Python 从XML文件中提取信息并为其分配一个向量
我想在我的计算机上用python解析一些XML文件,并从中提取一些信息 以下是其中一个的xml文件: (如果需要,文本如下所示: ) 作为第一级,我已经完成了第一级:Python 从XML文件中提取信息并为其分配一个向量,python,xml,nlp,Python,Xml,Nlp,我想在我的计算机上用python解析一些XML文件,并从中提取一些信息 以下是其中一个的xml文件: (如果需要,文本如下所示: ) 作为第一级,我已经完成了第一级: myList = [] #read the whole text from for root, dirs, files in os.walk(path): for file in files: if file.endswith('.xml'): wi
myList = [] #read the whole text from
for root, dirs, files in os.walk(path):
for file in files:
if file.endswith('.xml'):
with open(os.path.join(root, file), encoding="UTF-8") as content:
tree = ET.parse(content)
myList.append(tree)
在myList中,我有一些XMl文件
现在,对于根“边”,它们没有type=“seg”
然后我想把数字分配给src中的notappread,因为这个句子叫做premise,例如这里……我想说“a3”就是所谓的“premise”(因为它不是标签src)
比如这里
(0,0,1,0,0)应该是我的过程的结果,因为a3不合适。
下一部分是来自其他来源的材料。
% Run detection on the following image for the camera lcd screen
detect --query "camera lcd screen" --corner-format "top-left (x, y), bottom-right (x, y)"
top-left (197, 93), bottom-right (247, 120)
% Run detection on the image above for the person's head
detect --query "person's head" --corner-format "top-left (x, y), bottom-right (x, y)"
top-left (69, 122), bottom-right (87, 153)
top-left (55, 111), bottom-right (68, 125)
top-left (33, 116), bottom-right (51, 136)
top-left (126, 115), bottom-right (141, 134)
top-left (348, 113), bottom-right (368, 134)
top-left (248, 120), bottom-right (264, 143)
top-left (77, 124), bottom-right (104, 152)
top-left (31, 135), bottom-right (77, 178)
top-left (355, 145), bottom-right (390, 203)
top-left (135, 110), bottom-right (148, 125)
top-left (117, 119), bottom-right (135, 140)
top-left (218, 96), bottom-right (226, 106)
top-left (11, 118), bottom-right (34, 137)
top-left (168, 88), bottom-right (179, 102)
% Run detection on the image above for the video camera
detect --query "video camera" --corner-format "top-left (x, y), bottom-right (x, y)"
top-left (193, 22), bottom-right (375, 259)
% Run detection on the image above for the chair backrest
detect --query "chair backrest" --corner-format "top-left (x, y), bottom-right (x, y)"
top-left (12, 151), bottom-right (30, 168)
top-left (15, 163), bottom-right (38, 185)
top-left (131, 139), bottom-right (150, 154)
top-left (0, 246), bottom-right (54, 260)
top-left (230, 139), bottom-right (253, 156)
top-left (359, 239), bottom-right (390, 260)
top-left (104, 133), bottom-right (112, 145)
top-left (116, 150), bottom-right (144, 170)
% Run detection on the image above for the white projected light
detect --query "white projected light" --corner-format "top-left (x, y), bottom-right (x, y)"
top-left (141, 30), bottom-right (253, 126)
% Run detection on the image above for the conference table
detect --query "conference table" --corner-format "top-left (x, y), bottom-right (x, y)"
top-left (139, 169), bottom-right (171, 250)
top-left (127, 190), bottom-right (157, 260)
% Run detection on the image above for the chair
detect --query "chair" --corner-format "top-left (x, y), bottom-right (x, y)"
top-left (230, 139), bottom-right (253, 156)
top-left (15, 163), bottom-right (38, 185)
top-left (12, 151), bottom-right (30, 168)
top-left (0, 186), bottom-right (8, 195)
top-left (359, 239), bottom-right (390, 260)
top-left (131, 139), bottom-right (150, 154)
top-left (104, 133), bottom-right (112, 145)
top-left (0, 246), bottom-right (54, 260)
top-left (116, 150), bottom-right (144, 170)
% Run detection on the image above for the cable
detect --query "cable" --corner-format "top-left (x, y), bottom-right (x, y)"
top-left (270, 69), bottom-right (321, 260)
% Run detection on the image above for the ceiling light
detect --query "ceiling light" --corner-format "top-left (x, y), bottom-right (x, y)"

我将第三个数组设置为1,其余数组设置为零
一般来说,我想提取信息,以便注释我的文本,这些文本是如何使用xml注释的 下面是数据提取部分
import xml.etree.ElementTree as ET
xml = '''<?xml version='1.0' encoding='UTF-8'?>
<arggraph id="micro_b002" topic_id="higher_dog_poo_fines" stance="pro">
<edu id="e1"><![CDATA[One can hardly move in Friedrichshain or Neukölln these days without permanently scanning the ground for dog dirt.]]></edu>
<edu id="e2"><![CDATA[And when bad luck does strike and you step into one of the many 'land mines' you have to painstakingly scrape the remains off your soles.]]></edu>
<edu id="e3"><![CDATA[Higher fines are therefore the right measure against negligent, lazy or simply thoughtless dog owners.]]></edu>
<edu id="e4"><![CDATA[Of course, first they'd actually need to be caught in the act by public order officers,]]></edu>
<edu id="e5"><![CDATA[but once they have to dig into their pockets, their laziness will sure vanish!]]></edu>
<adu id="a1" type="pro"/>
<adu id="a2" type="pro"/>
<adu id="a3" type="pro"/>
<adu id="a4" type="opp"/>
<adu id="a5" type="pro"/>
<edge id="c6" src="e1" trg="a1" type="seg"/>
<edge id="c7" src="e2" trg="a2" type="seg"/>
<edge id="c8" src="e3" trg="a3" type="seg"/>
<edge id="c9" src="e4" trg="a4" type="seg"/>
<edge id="c10" src="e5" trg="a5" type="seg"/>
<edge id="c1" src="a1" trg="a3" type="sup"/>
<edge id="c2" src="a2" trg="a3" type="sup"/>
<edge id="c4" src="a4" trg="a3" type="reb"/>
<edge id="c5" src="a5" trg="c4" type="und"/>
</arggraph>'''
root = ET.fromstring(xml)
interesting_edges_src = [e.attrib['src'] for e in root.findall('.//edge') if e.attrib['type'] != 'seg' ]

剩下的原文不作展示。